Fuyant devant l’invasion, quelques familles de cette province vinrent chercher un refuge au Mont-Saint-Michel dont la situation semblait devoir les garantir contre les incursions des pirates.

 

Telle fut l’origine de la ville établie au pied de l’abbaye et qui constitue aujourd’hui encore la petite commune du Mont-Saint-Michel.

 

Le chef des hordes envahissantes, Rollon, devenu duc de Normandie, se fit chrétien et rétablit l’abbaye des chanoines dispersés par les Barbares.

 

Son fils, Guillaume Longue-Epée, dota le monastère d’un immense patrimoine.

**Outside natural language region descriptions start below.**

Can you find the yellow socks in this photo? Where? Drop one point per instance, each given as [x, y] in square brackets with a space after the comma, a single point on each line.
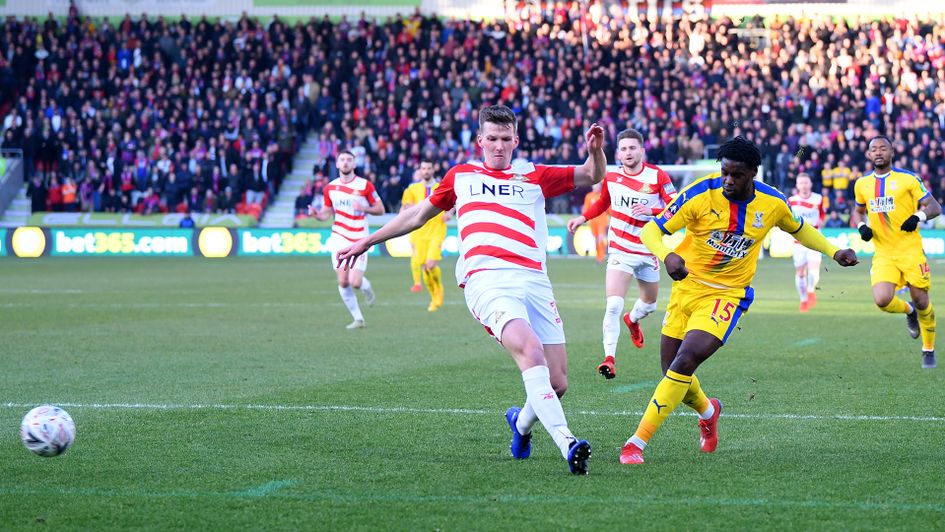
[434, 281]
[927, 327]
[695, 398]
[896, 306]
[416, 265]
[669, 393]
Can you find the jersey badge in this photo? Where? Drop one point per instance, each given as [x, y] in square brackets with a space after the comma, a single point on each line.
[759, 223]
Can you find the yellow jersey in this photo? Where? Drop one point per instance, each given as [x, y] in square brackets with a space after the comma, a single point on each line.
[724, 237]
[413, 195]
[889, 200]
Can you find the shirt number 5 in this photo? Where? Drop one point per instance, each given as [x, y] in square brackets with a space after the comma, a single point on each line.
[724, 313]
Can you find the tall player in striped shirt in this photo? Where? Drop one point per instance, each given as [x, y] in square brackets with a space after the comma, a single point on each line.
[809, 206]
[350, 199]
[503, 233]
[635, 194]
[726, 219]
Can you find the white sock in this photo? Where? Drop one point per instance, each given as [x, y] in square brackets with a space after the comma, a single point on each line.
[543, 399]
[351, 301]
[526, 419]
[801, 284]
[709, 412]
[612, 324]
[813, 277]
[641, 310]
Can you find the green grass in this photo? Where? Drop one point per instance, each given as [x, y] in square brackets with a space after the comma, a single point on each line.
[424, 444]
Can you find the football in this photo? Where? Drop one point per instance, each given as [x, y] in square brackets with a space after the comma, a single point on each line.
[47, 430]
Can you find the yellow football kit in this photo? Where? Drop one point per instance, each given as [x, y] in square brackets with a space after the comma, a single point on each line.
[721, 246]
[427, 242]
[889, 200]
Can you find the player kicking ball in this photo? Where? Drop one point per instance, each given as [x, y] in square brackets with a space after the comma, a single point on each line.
[634, 194]
[500, 214]
[726, 219]
[889, 198]
[809, 206]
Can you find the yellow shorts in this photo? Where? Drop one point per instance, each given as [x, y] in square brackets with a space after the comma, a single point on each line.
[695, 306]
[900, 271]
[428, 249]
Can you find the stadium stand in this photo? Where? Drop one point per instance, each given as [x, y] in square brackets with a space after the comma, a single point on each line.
[145, 114]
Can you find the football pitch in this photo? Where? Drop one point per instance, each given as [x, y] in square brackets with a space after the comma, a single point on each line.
[226, 394]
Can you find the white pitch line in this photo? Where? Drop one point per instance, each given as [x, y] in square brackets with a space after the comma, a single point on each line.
[450, 411]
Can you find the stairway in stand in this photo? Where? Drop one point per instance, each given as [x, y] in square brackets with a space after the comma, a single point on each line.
[18, 212]
[281, 211]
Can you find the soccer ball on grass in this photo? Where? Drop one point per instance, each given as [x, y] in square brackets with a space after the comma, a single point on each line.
[47, 430]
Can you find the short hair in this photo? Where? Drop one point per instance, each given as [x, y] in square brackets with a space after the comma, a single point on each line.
[630, 134]
[498, 114]
[880, 137]
[742, 150]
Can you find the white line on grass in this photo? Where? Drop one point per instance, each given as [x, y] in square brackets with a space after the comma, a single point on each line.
[450, 411]
[490, 499]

Mais ces richesses, jointes au contact de la population laïque, amenèrent, dans les moeurs des religieux, un grand relâchement auquel Richard 1er, dit Sans- Peur, troisième duc de Normandie, remédia en établissant, dans le monastère, douze moines bénédictins dont l’austérité de vie lui semblait garantie par la règle sévère de cet ordre religieux.

 

Une charte approuvée par le pape Jean 13 et par le roi de France Lothaire, fixa les rapports des ducs de Normandie et des religieux de l’abbaye.

 

Aux termes de cet acte, l’abbé devait être élu par ses pairs et investi d’un pouvoir temporel appuyé d’une juridiction absolue, tant sur l’abbaye que sur les habitants du bourg.

 

Le premier abbé élu, en 966, fut Maynard qui, aidé de son neveu et futur successeur, s’appliqua à reconstituer la bibliothèque précédemment pillée par les chanoines indignes.

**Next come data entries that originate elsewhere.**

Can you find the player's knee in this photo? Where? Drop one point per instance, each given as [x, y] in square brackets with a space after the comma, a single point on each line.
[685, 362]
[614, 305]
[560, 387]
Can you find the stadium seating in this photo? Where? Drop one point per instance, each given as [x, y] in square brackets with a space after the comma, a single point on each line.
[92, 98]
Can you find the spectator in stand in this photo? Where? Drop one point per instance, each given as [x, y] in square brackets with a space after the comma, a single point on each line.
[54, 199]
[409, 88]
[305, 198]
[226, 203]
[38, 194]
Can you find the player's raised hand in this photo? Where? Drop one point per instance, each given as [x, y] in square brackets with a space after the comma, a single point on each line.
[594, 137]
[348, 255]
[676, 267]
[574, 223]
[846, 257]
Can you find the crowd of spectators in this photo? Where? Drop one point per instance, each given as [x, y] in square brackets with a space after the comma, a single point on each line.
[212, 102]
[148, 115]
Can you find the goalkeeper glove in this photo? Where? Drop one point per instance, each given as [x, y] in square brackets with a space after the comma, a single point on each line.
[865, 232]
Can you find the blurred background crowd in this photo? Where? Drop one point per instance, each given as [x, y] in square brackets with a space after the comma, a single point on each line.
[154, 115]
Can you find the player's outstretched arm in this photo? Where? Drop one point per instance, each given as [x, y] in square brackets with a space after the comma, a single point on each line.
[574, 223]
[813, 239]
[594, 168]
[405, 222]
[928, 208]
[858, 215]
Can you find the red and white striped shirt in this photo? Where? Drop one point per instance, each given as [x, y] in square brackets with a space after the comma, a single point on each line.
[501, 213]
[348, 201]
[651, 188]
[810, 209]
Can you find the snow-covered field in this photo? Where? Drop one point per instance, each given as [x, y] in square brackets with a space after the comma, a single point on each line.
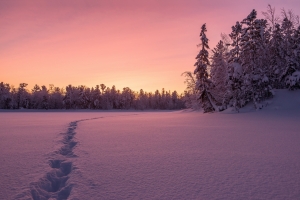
[153, 155]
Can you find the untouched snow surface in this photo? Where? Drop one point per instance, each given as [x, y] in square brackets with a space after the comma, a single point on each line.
[153, 155]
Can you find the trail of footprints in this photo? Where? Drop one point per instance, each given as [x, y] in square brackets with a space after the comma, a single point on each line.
[54, 184]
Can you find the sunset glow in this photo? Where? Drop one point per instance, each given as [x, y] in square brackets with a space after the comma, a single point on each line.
[126, 43]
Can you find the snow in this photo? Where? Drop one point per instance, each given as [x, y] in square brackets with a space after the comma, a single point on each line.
[153, 155]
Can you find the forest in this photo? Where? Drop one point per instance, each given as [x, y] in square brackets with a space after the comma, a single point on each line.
[82, 97]
[258, 56]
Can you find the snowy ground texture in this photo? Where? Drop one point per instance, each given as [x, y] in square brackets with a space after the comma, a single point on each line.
[153, 155]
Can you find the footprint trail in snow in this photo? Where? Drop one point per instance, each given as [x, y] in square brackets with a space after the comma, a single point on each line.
[54, 184]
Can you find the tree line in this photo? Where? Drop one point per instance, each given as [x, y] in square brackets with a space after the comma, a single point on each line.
[82, 97]
[258, 56]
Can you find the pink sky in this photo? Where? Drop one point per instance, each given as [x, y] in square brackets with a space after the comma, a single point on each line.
[126, 43]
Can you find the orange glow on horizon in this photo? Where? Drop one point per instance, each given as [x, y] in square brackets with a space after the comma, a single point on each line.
[131, 43]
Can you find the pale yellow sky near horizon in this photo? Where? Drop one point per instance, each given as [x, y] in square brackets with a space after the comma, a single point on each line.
[137, 44]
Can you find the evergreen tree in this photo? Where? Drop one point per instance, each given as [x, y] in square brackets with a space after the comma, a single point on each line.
[203, 83]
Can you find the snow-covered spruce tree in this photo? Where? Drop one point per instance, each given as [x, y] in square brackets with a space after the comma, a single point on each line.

Déjà, sous Maynard 2, le monastère était florissant, quand les flammes d’un incendie qui s’était déclaré dans la ville, s’élevèrent jusqu’à l’abbaye qu’elles réduisirent en cendres.

 

Grâce à la générosité du duc Richard 2, on reconstruisit des logements et on répara la petite église collégiale édifié dans le courant du 10ème siècle.

 

Avec Hildeberg 2, successeur du précédent, commence l’histoire monumentale de l’abbaye : car c’est à lui qu’on est redevable de la conception générale consistant à établir, au sommet du cône rocheux, une plate-forme de façon que l’église fût de plain pied avec les bâtiments claustraux.

 

Toutefois, étant donnée l’importance des substructions que nécessitait le plan adopté, il est à présumer que l'oeuvre d'Hildeberg 2, ainsi que celle de ses successeurs les plus rapprochés, s’arrêta au choeur de l’église, dont il ne reste plus rien, et à quelques parties basses du vaisseau roman qui, commencé en 1023, n’en était encore en 1048 qu’aux quatre gros piliers et aux arcs de la voûte du clocher central.

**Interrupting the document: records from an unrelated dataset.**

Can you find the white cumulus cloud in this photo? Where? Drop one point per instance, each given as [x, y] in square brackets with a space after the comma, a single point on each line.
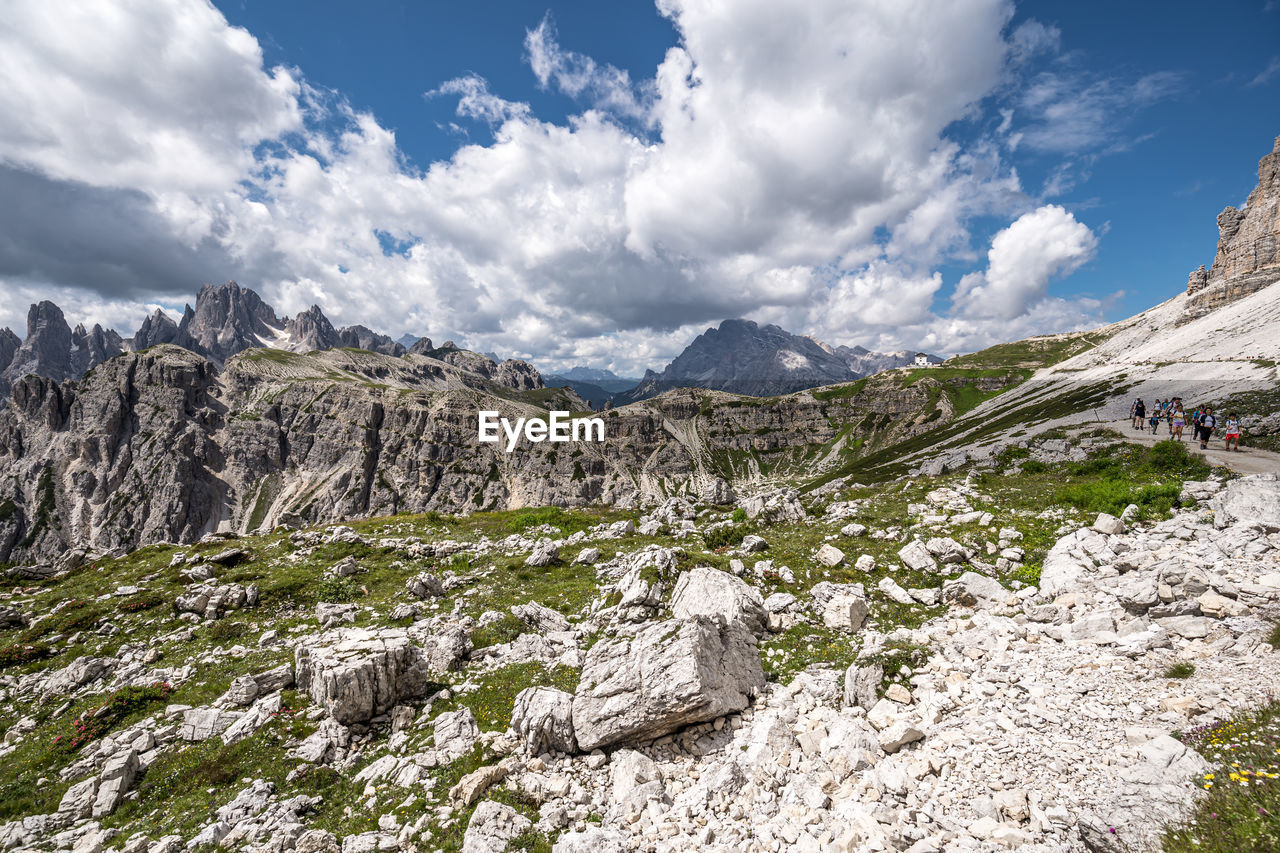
[1036, 247]
[795, 168]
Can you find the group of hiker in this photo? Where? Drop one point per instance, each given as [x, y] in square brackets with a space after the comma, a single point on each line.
[1173, 414]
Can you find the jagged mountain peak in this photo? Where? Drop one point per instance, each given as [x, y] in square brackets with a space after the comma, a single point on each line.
[743, 356]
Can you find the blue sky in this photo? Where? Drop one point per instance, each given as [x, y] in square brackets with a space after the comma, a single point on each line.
[594, 183]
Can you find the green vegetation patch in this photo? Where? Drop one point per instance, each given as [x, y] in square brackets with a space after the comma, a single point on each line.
[1240, 808]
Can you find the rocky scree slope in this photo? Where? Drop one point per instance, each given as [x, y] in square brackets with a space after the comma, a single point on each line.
[864, 670]
[161, 446]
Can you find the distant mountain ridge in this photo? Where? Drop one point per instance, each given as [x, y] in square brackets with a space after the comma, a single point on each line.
[741, 356]
[225, 320]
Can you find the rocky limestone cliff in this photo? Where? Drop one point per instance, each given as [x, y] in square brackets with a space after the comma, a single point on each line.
[1247, 258]
[9, 343]
[164, 446]
[227, 320]
[362, 338]
[310, 331]
[53, 350]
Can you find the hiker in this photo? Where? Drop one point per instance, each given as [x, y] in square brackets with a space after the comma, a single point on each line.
[1207, 423]
[1233, 432]
[1178, 420]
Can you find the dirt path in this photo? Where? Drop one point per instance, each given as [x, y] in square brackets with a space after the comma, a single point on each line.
[1249, 460]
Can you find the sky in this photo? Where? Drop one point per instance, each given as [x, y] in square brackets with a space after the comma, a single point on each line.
[597, 183]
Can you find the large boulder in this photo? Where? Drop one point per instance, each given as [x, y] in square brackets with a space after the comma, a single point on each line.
[356, 674]
[972, 589]
[593, 839]
[670, 675]
[543, 719]
[455, 733]
[492, 828]
[1249, 498]
[709, 592]
[917, 557]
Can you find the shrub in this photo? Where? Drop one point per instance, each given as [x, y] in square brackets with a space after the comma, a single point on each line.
[140, 602]
[99, 720]
[1240, 803]
[504, 630]
[553, 515]
[225, 630]
[338, 589]
[19, 653]
[1112, 496]
[725, 537]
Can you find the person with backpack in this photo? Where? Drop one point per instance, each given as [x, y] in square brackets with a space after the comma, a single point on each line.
[1178, 420]
[1207, 423]
[1233, 432]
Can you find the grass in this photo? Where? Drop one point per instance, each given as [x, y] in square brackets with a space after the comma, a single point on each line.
[176, 792]
[1240, 807]
[1124, 474]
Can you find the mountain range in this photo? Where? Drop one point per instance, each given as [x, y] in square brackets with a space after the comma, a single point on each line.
[168, 445]
[228, 319]
[745, 357]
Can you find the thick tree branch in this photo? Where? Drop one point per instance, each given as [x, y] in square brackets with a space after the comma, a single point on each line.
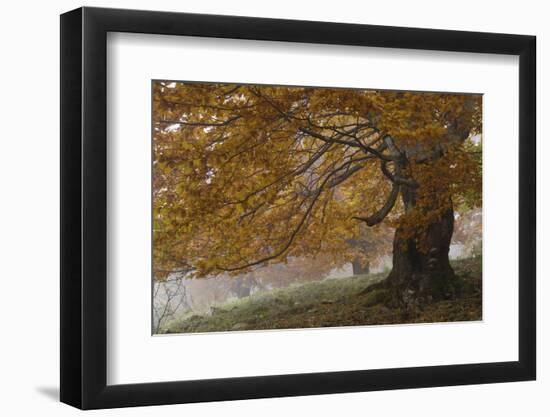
[384, 211]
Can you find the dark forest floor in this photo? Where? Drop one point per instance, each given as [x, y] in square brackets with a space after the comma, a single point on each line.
[335, 303]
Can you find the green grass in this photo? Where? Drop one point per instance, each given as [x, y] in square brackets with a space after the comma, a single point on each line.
[335, 302]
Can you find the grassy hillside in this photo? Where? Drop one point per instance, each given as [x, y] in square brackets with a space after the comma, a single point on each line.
[335, 302]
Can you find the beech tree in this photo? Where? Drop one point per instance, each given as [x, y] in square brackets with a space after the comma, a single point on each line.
[249, 175]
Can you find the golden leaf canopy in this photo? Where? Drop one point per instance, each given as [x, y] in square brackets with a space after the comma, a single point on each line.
[246, 175]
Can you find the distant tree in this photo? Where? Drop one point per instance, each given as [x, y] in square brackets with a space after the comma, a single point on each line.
[246, 176]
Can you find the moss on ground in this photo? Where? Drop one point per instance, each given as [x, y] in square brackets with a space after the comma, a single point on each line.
[334, 303]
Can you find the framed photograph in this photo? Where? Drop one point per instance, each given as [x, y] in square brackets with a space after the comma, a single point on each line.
[257, 208]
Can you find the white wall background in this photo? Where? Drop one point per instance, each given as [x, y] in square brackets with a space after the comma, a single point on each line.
[29, 178]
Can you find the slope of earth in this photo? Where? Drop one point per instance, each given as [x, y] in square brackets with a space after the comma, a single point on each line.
[334, 303]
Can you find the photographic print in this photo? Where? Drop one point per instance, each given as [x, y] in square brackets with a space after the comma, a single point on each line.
[291, 207]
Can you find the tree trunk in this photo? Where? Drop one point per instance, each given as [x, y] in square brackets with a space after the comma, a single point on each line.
[359, 268]
[422, 273]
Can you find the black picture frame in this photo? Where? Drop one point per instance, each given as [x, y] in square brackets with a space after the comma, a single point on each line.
[84, 207]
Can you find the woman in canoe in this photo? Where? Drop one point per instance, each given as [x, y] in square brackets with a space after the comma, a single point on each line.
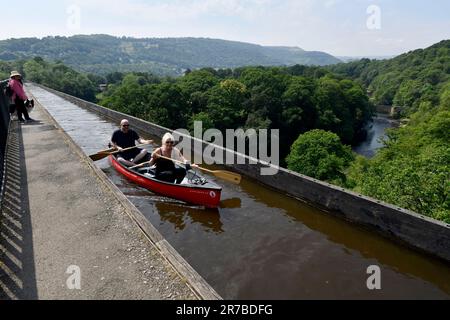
[166, 169]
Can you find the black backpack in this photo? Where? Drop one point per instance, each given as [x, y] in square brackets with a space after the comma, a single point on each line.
[8, 91]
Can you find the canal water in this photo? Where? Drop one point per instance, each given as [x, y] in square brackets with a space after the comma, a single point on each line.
[261, 244]
[376, 131]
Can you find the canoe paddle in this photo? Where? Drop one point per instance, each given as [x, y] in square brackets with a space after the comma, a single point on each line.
[225, 175]
[105, 153]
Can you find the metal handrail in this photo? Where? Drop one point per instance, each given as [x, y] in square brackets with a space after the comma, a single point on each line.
[5, 121]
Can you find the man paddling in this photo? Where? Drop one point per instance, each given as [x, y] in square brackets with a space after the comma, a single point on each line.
[125, 138]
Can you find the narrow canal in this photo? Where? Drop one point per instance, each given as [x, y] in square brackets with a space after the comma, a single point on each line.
[261, 244]
[375, 132]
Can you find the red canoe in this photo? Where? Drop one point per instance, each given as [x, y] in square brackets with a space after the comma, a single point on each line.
[191, 190]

Dès la fin du 11ème siècle, l'abbaye était puissamment riche : car l’abbé Ranulphe de Bayeux, avait pu, sur les ressources abbatiales, équiper six vaisseaux pour ramener d' Angleterre le duc Guillaume triomphant.

 

La reconnaissance du roi-duc se manifesta d’abord dans ses largesses.

 

Mais par la suite, à la mort de Ranulphe, il imposa aux suffrages des religieux, malgré leurs vives protestations, son propre chapelain Roger.

 

On doit à la prélature de ce dernier la construction des parties hautes de la nef qui, à peine achevée, s’écroula une nuit sur le dortoir attenant au collatéral de l’église (1103).

 

Son successeur, Roger 2 dut refaire la plus grande partie des bâtiments abbatiaux situés au nord et incendiés par la foudre le 25 avril 1112.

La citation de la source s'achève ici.